Furthermore, a number of the protective mats currently accessible use elastic closures or even some type of constriction on the peripheral edges of the wrapping or bag to maintain a watertight seal. Examples of this type of closure are shown in U.S.Pat. No. 2,911,974 into Spence issued Nov.. 12, 1959 and Botha et al supra. It’s thought that restrictive elastic closures may be counter-productive to recovery because the additional strain on the veins underneath the elastic closure can cause areduction of blood circulation into the region thereby slowing the recovery procedure.
Other kinds of protective wraps utilize a strip of adhesive tape or a sticky strip onto the peripheral edges of this protective covering for protecting an injury or incision, such as that disclosed in U.S. Pat. No 1,707,515 to Evans issued on May29, 1926. But this type of adhesive strip can introduce a high amount of discomfort to the patient when the cover or wrap is removed especially if the tape adheres to a patient’s entire body hair. What’s more, there may be seal leakage at particularsections that are worried during body motion allowing water infiltration to the wound website.

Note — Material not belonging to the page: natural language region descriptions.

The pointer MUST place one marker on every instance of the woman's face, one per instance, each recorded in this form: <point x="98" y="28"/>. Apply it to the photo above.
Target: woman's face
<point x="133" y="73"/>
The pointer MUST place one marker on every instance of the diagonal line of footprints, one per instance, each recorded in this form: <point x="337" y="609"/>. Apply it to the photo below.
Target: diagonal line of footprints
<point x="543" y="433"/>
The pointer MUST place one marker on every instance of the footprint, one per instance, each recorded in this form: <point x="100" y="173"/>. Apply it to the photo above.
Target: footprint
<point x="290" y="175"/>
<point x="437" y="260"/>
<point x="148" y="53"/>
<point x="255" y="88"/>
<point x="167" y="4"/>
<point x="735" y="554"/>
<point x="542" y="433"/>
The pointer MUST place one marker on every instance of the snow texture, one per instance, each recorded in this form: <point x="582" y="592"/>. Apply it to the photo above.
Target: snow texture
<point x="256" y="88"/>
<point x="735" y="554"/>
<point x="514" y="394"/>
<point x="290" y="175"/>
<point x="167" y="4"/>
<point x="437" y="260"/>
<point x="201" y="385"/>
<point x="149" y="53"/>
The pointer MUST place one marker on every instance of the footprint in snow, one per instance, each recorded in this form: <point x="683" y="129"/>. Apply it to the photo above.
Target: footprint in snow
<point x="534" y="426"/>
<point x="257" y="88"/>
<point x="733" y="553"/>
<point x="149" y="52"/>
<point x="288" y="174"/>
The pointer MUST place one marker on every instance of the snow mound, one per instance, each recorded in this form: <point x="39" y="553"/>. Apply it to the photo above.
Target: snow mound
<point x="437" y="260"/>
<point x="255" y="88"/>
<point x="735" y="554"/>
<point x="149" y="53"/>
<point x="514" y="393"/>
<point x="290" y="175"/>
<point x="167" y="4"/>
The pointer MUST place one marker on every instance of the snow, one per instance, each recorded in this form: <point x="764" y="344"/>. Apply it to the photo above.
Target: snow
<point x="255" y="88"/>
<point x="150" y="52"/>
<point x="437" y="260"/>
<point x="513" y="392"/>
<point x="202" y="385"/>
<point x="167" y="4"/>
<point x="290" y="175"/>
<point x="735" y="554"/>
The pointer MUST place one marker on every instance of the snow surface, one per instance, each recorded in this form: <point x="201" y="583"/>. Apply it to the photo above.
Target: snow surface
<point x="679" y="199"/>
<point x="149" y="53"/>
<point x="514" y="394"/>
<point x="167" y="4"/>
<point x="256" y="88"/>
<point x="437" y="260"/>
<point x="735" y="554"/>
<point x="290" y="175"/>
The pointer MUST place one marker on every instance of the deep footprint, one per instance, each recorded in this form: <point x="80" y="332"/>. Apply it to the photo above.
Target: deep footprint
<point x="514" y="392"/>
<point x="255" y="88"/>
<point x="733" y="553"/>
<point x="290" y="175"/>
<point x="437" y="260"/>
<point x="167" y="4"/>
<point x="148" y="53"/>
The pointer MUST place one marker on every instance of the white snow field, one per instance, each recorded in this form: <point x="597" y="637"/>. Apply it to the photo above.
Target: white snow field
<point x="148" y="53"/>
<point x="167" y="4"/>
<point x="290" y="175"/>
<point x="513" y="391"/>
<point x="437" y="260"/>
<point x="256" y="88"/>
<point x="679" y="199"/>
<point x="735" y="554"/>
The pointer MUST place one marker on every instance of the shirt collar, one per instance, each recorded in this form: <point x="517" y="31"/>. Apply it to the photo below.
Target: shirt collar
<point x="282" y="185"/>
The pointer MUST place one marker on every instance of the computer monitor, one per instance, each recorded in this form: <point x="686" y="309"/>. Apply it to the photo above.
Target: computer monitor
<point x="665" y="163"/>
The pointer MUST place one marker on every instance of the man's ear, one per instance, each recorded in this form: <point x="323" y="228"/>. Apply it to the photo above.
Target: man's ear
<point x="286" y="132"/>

Some protective covers can present problems in the application process, such as revealed in Elphick et al and Botha et al supra. As a result, a patient cannot put and fix the protective covering without the assistance of another hand or anotherindividual. Several wraps, now available, require two hands to fix and secure the wrapping. Therefore, help may be necessary by another party in the event the harm is in an arm or hand, especially if the covering needs to be held with one hand andtightened by the other hand.
In the past, most protective coverings for wounds have contained some kind of absorbent material, with the notion that wicking from bodily fluids assists in healing. But, there’s considerable literature to indicate that a drying environment mayslow healing time and also increase scar tissue formation due to compelling the migration of epidermal cells under a scab that has shaped in a dry atmosphere.
Accordingly, there’s a need for protective wraps that are constructed of flexible, liquid impermeable substances, self-applying with one hand and giving a watertight barrier for bathing without causing restriction of blood flow into the site ofinjury over extended periods of use.